Dutch consumers expect businesses to contribute to society

June 19, 2019


Marjolein Rigter | Business Director Reputation Management & Partner

June 19, 2019


According to research, 90% of Dutch consumers think that businesses should make a visible and meaningful contribution to society. It is important, however, that the social goal, or purpose, comes across as credible. If a company’s purpose is not seen as credible, over a quarter of the population would pay less for any product associated with that purpose. It also appears that around a third of the population of the Netherlands believes a purpose is not credible when the CEO of an organization does not speak about it, or barely refers to it. And 23% believe it is not credible when the CEOs do not support the purpose in their private life.

These are the findings of a survey commissioned by Omnicom PR Group of more than 1,000 Dutch citizens. The results are representative of the whole of the Netherlands and are divided up by gender, age, level of education and region.

When asked what makes a purpose credible, a large majority says that an organisation should be clear about how and why it is pursuing that social goal. This is more important than the question of whether the purpose matches the organisation’s activities (46%, or whether all the employees actually do something with that social goal (28%).

Marjolein Rigter, responsible for Reputation Management & Purpose with Omnicom PR Group, says: “Purpose is hot. And rightly so. Today’s consumers expect businesses to contribute to society besides making a profit. But Dutch people are wary of businesses that support a social goal purely because it’s good for marketing. They think it is important that a business makes a real and substantial contribution. This appears to count much more than whether the goal has a logical link to the activities of the business. The role of the CEO is also striking. Consumers observe his or her actions to see whether the message is serious.

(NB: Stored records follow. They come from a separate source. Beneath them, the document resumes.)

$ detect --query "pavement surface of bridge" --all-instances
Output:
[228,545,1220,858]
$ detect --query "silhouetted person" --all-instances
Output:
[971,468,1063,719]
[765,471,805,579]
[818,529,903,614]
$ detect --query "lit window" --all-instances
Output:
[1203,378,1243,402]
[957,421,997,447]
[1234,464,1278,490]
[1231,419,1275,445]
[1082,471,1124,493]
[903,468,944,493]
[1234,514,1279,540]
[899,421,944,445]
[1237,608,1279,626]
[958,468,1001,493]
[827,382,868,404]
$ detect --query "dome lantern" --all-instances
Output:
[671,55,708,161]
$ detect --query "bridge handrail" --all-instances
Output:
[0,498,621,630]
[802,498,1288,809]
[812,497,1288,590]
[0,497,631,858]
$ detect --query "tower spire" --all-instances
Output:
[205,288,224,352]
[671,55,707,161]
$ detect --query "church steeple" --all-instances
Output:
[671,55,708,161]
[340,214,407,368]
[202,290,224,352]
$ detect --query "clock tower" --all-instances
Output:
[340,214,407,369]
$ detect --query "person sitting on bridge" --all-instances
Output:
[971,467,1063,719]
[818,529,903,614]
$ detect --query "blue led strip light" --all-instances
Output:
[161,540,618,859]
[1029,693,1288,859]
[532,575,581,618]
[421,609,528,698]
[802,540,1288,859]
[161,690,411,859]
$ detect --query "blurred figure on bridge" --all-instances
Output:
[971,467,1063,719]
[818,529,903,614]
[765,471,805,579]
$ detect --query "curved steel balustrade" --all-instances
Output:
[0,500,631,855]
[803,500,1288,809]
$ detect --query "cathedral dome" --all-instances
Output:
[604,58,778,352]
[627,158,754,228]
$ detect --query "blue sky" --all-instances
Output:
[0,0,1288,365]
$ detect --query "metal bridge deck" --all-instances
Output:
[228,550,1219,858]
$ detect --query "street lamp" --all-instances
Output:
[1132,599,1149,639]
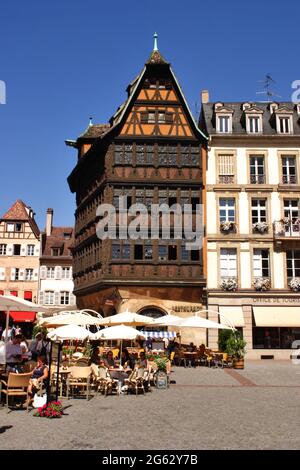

“In our daily practice, we see purpose playing an increasing role for our clients. There is a lot of international research into purpose, but little has been done on the Dutch front yet, even though the Dutch have their own distinct view of purpose. This survey will help us in consulting our clients.”

Credibility is well rewarded – especially by millennials

Dutch consumers like organizations that have a credible social goal. Marjolein Rigter continues: “Our survey shows that 84% of the respondents are considering switching to a meaningful organization. Younger generations are even more certain of this. Millennials are more often prepared to try out a new product from a socially engaged organization. Take, for example, the outdoor clothing of Patagonia or a bar of chocolate from Tony’s Chocolonely.”

Furthermore, millennials are more often willing to pay more for a product. And finally, a large proportion of Dutch consumers (42%) are more likely to talk to friends and family about a company that is pursuing a social goal.

On the other hand, for 80% of the Dutch population, having a purpose that is not credible will result in negative consequences. For example, 27% of the respondents would want to pay less for such a product associated with that purpose and 21% would not want to buy the product at all anymore.

Purpose creates attention

Dutch consumers are also more inclined to read an article in the newspaper if the story is about a meaningful organization (37%). The annual report of a socially engaged organization is also more likely to be read (27%).